Mécontent, Hughes préféra rompre les chiens.
- D’où vient que votre servante n’est pas auprès de vous?
- Je ne sais pas. Elle a dû vouloir respirer un peu l’air du soir. La fin de cette journée, si cruelle, nous a apporté un peu de douceur. Et je ne souffre presque pas de mon épaule.
Hughes imaginait sans peine où pouvait être Aveline. Avec Bertrand, introuvable lui aussi, bien sûr. Il avait bien de la chance, celui-là; ses amours ne rencontraient pas de problèmes. Il était garçon, la petite était fille et, à condition qu’il sût éviter de désagréables conséquences, il pouvait fleureter avec sa belle sans que personne y trouvât à redire. Tout le monde n’avait pas sa chance et le baron Hughes, soudain mécontent de tout, de tous, et plus encore de lui-même pour s’être laissé embarquer dans cette histoire de fous, s’en alla rejoindre son coin de grange pour y prendre au moins la part de sommeil dont il avait si grand besoin. Mais quand Bertrand, un peu confus, le rejoignit environ une heure plus tard, il n’avait pas encore réussi à fermer l’œil.
- Alors, grogna-t-il, ça va les amours?
Bertrand baissa le nez sans parvenir à dissimuler un sourire ravi.
- Je crois que oui. Est-ce que cela vous ennuie, seigneur Hughes? Pardonnez-moi ce retard, je n’ai pas senti passer le temps.
- Le contraire m’étonnerait. Ne t'excuse pas : la petite est charmante. Mais ne fais pas de bêtises. Je n'aimerais pas contrarier dame Marjolaine à qui elle appartient. En outre, tu es de bon lignage et ce n’est qu’une petite servante. Ton père ne serait sûrement pas d'accord pour un mariage.
- Oh, je sais, soupira Bertrand toute joie soudain envolée. Cela me tourmente assez car Aveline me plaît de plus en plus et j’ai grand-peur d’être en train de me mettre à l’aimer.

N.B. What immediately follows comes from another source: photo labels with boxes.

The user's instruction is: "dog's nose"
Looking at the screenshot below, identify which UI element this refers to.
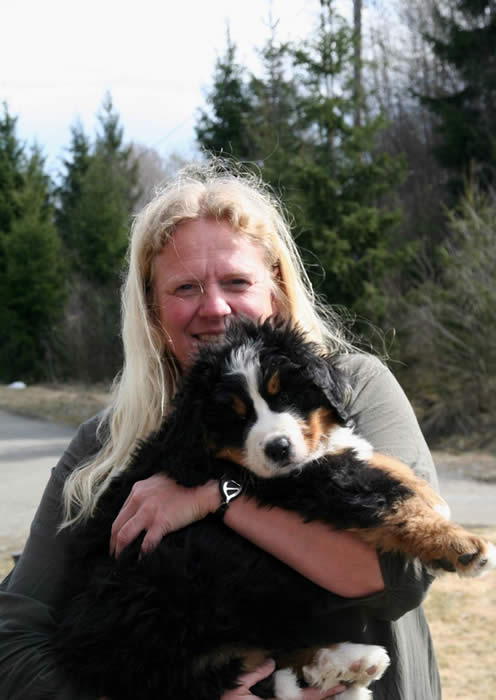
[265,435,291,462]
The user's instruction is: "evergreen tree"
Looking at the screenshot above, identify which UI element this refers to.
[66,95,138,286]
[0,148,65,381]
[286,0,404,318]
[0,103,24,236]
[0,103,24,340]
[56,121,91,256]
[248,16,299,178]
[195,30,252,160]
[54,94,139,381]
[424,0,496,193]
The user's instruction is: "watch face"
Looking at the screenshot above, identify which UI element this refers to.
[222,479,242,503]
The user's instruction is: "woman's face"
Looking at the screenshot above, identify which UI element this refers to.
[153,219,277,368]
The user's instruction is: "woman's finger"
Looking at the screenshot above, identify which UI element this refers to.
[239,659,276,688]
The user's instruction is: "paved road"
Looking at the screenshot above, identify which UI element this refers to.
[0,411,74,546]
[0,411,496,548]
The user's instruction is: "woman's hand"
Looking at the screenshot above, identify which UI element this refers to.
[110,474,220,557]
[221,659,346,700]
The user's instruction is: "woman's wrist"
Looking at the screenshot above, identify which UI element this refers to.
[200,479,222,513]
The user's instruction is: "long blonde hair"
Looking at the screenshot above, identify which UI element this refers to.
[62,159,351,527]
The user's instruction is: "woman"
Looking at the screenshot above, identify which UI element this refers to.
[0,162,440,700]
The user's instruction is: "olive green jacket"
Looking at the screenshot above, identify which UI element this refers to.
[0,354,441,700]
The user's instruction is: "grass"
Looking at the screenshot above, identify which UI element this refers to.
[424,528,496,700]
[0,385,496,700]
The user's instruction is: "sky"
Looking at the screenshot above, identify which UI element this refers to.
[0,0,364,175]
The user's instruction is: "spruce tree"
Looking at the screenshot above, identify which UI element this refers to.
[195,30,253,160]
[58,94,139,381]
[424,0,496,194]
[0,148,65,381]
[286,0,404,318]
[56,121,91,262]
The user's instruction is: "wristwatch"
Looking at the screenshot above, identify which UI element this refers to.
[215,476,243,520]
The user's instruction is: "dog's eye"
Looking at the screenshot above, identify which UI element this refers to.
[231,394,248,419]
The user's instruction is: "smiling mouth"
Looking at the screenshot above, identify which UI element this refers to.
[193,333,225,343]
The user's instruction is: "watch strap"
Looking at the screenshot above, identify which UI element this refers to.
[215,476,243,520]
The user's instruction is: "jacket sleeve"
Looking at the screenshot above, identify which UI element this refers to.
[0,418,102,700]
[344,355,439,620]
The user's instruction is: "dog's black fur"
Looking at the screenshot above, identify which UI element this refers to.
[55,321,494,700]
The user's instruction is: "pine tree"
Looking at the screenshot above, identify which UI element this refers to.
[67,95,137,286]
[424,0,496,194]
[248,16,299,179]
[280,0,403,315]
[54,94,139,381]
[195,30,252,160]
[0,148,65,381]
[56,121,91,256]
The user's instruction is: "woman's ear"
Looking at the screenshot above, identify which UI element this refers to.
[271,265,282,316]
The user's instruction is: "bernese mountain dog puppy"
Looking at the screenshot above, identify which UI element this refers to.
[55,320,496,700]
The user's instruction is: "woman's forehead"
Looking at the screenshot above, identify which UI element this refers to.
[154,219,268,284]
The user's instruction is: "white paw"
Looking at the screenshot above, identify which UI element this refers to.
[274,668,302,700]
[303,642,389,698]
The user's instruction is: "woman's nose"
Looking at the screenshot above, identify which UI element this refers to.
[198,286,231,316]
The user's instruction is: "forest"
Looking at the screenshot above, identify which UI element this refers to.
[0,0,496,447]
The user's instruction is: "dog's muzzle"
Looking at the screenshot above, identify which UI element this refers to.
[264,435,291,466]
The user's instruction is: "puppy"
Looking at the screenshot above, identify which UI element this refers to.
[55,320,496,700]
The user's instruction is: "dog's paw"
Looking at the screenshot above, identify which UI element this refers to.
[431,534,496,577]
[274,668,302,700]
[303,642,389,700]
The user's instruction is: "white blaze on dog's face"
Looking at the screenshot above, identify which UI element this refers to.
[211,345,335,478]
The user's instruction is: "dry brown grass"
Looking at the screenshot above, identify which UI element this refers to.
[0,384,108,426]
[0,529,496,700]
[425,528,496,700]
[0,385,496,700]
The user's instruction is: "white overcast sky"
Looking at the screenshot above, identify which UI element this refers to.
[0,0,364,173]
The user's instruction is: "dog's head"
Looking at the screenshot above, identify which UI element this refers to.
[179,319,344,478]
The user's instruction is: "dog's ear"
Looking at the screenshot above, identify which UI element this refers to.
[304,355,346,423]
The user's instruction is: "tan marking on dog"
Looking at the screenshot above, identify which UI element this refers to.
[215,447,249,469]
[369,452,444,508]
[267,369,281,396]
[353,453,488,574]
[193,646,270,673]
[302,407,335,452]
[232,394,247,416]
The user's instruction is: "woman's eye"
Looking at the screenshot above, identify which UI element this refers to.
[174,282,200,297]
[223,277,250,290]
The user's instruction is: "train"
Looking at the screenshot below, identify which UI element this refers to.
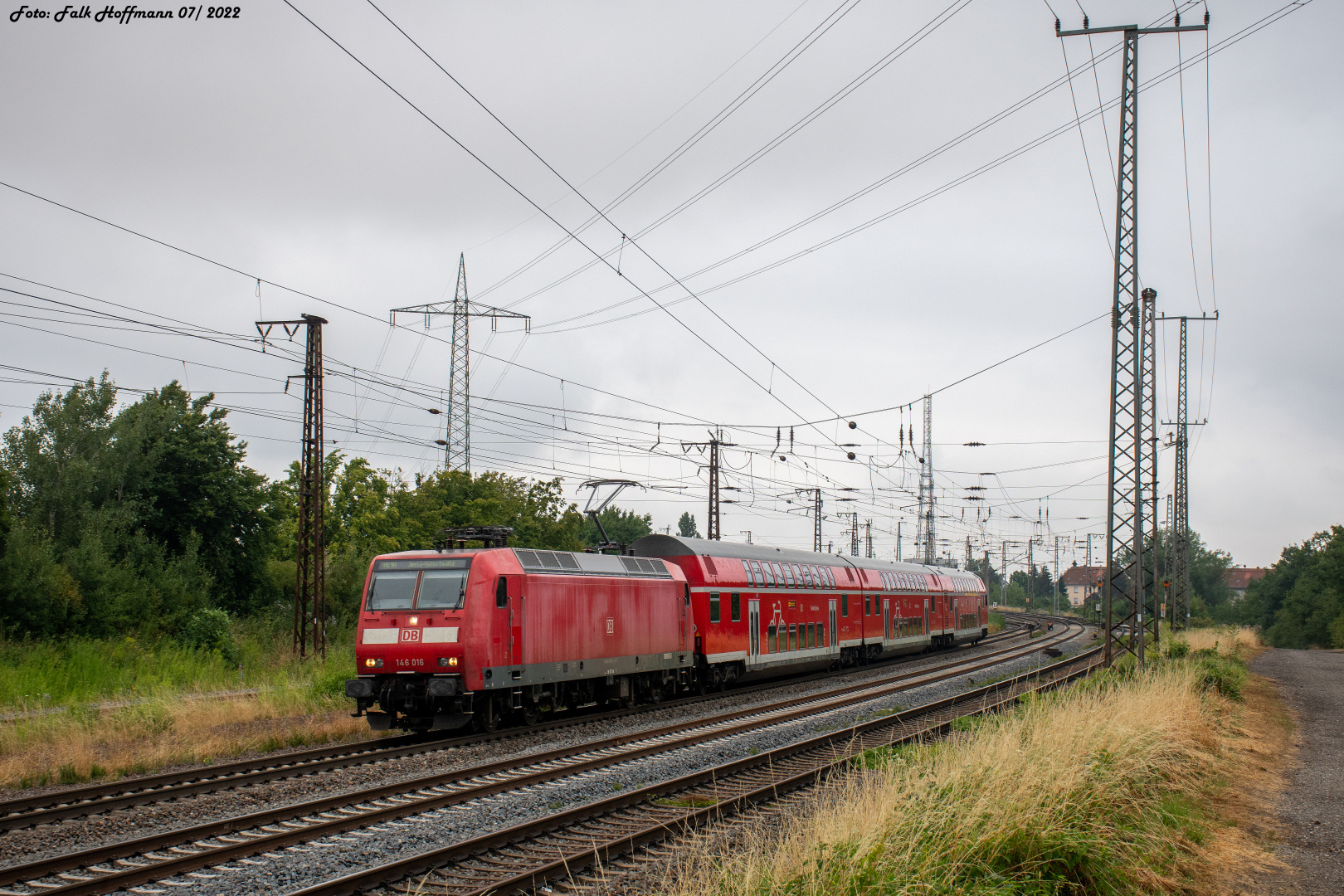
[345,534,989,731]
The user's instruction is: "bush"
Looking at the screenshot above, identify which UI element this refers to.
[1191,647,1247,700]
[182,608,239,665]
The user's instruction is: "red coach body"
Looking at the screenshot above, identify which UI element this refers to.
[631,534,989,685]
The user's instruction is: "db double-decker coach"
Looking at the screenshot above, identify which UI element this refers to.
[631,534,989,686]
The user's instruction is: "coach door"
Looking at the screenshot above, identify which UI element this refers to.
[826,598,840,657]
[747,601,761,665]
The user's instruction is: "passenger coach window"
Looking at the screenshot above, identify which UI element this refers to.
[364,570,419,610]
[416,570,473,610]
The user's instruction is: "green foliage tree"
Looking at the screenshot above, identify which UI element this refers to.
[0,373,269,635]
[676,510,700,538]
[583,506,653,547]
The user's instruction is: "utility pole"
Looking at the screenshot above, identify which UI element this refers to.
[256,314,327,660]
[1157,312,1218,630]
[919,395,938,566]
[794,489,821,553]
[1055,12,1208,668]
[388,254,533,473]
[681,430,737,542]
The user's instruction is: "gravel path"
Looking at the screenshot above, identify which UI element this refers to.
[1251,650,1344,896]
[0,623,1090,894]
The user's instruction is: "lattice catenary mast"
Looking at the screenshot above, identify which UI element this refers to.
[1055,12,1208,666]
[918,395,938,564]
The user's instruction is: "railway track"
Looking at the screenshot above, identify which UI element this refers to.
[319,647,1101,896]
[0,629,1021,831]
[0,627,1080,896]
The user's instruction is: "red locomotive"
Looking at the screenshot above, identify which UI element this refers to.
[345,529,988,731]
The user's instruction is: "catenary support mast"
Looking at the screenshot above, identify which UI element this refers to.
[1055,13,1208,666]
[256,314,327,660]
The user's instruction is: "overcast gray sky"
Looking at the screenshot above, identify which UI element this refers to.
[0,0,1344,566]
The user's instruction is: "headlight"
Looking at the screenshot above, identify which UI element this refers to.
[345,679,373,697]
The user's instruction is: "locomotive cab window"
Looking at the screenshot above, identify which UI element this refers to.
[416,570,469,610]
[364,570,419,610]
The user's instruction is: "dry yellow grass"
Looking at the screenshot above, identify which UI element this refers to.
[1162,626,1264,655]
[665,664,1264,896]
[0,688,371,787]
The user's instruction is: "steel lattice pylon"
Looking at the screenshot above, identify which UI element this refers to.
[919,395,938,564]
[390,254,533,473]
[1055,15,1208,666]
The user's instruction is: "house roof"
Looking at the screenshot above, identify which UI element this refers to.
[1059,567,1106,587]
[1223,567,1269,591]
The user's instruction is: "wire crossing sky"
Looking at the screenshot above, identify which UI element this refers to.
[0,0,1344,564]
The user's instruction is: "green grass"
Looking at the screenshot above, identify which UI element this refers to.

Il semblait si malheureux tout à coup qu’Hughes se reprocha d’avoir contrarié son bonheur. C’était la toute première fois que le garçon, si secret habituellement, se laissait aller à entrouvrir son cœur. La chose devait être grave.
- Que feras-tu si cela arrive? Je veux dire, si tu l'aimes vraiment?
- Je ne sais pas. Je me dis parfois que l'aventure où nous sommes engagés apportera peut-être une solution. Tout ce qui nous arrive depuis Tours est si étonnant. Mgr saint Jacques daignera peut-être nous aider, lui qui fait de si beaux miracles. Et puis il y a toujours la possibilité de laisser nos os dans ce voyage si mal parti. Alors pourquoi se soucier de demain si aujourd'hui sourit? Demain ne viendra peut-être jamais.
Cette fois, Hughes regarda son écuyer avec admiration. Il aimait cette philosophie et l’eût volontiers faite sienne. Le malheur voulait seulement qu'à lui-même l’amour ne sourît guère. Il devait conduire jusqu’au bout de la terre une femme qui se proclamait éprise d’un autre tout en veillant soigneusement sur cet autre. Il devait en outre accomplir une mission mystérieuse confiée par un homme qu’il ne connaissait pas et pour une cause qui ne l’intéressait pas. En vérité, à certains instants comme celui-là, il se demandait si la vie avait un sens.